ここまでの過程ではまだ足首を内返し、足部外転した時の痛みに変化はみられない。
 
そこで、足首と足部の独立した問題であると捉え、足首、足部を検査する。距骨と舟状骨間の関節がフィクセーション(関節の固定化)を起こしていた。これが原因ではないか?
 
このフィクセーションの矯正を行うが、なかなか解放されない。まるで完全に癒着しているかのようだ。改善がみられないまま、初回の施術を終える。

2回目の施術

足部の骨の解剖図

まずは、前半で初回と同様の施術を行った。足首の内側と足部の内側に圧痛点がないか、もう一度精査してみる。
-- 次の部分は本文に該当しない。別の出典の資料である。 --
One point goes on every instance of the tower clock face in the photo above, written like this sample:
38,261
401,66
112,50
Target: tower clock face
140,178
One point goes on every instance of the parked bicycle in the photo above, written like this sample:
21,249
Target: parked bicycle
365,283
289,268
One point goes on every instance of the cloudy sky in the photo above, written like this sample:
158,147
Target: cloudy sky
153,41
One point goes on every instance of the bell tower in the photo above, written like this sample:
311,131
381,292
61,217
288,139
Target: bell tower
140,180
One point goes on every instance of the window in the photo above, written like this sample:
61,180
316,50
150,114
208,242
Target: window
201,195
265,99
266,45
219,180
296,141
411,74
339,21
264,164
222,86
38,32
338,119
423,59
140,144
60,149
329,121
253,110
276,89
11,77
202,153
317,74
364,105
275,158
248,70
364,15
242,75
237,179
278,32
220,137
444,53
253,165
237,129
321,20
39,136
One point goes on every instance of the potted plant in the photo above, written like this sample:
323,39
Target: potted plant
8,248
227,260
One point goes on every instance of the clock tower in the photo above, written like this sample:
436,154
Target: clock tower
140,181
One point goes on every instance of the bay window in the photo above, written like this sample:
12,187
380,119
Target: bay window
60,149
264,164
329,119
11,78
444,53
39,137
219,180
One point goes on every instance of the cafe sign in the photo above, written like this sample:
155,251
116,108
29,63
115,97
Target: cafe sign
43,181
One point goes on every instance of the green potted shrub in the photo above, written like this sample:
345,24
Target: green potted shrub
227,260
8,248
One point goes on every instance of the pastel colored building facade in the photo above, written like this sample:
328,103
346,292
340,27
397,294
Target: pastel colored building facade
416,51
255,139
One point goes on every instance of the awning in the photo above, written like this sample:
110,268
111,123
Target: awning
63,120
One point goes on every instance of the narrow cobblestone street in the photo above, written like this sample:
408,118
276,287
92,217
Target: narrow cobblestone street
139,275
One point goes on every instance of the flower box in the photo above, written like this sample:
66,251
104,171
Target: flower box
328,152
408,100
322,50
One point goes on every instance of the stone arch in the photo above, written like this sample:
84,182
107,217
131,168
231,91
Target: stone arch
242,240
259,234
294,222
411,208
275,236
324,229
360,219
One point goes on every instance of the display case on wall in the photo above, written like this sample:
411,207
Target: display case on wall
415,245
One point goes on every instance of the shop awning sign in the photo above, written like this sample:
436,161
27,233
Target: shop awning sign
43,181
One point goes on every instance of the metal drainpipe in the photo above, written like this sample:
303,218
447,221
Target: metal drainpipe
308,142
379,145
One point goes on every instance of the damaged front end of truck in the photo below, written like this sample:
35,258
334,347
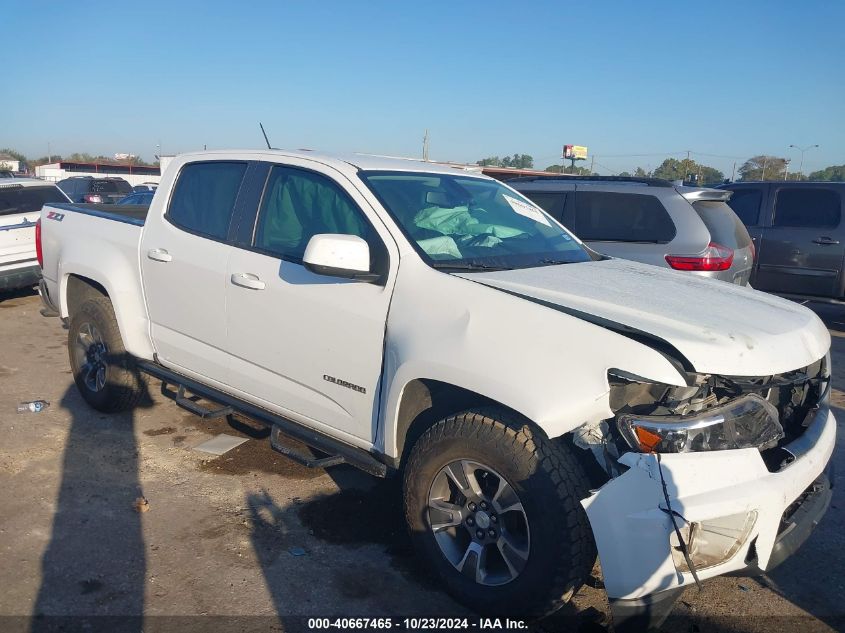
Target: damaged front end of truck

すると前回は指で押しても痛くなかったのだが、今回は3箇所、つまり足首の内側では後脛骨筋の腱と前脛骨筋の腱に、そして足部の内側では、短母趾外転筋に圧痛が見つかった。
 
恐らく負傷してから約4ヶ月も経過していたため、体がそれに順応し、痛みはあるのだがそれをぼんやりとしか感じることができなかった。そして初回の施術で潜んでいた痛みが表面に浮上してきたものと思われる。
 
そこで、前回の施術に加え、後脛骨筋の腱、前脛骨筋の腱、短母趾外転筋のカウンターストレイン(筋トーヌスと閾値を正常に戻す施術)、さらにテーピングを行った。この施術で、足首の内返し、足部の外転での痛みが半分以下に軽減した。
 
これで、日常生活には支障はなくなったが、やはり部活動で走ったりすると症状が再発するので、3日おきくらいに通ってもらった。

3回目以降の施術

3回目以降は、足首の内部に溜まっている“痛みのエネルギー”を解放する「Vスプレッド」も加えた。そして初回では全く歯が立たなかった距骨と舟状骨間のフィクセーションも徐々に解放されてきた。
 
6回の施術を終える頃には、ほぼ負傷する前の状態に戻ることができた。テーピングもほぼ必要のない状態にまで改善した。
 
これからますます練習量が増え、また試合も始まるので、メンテナンスとして定期的に来院されるようお願いした。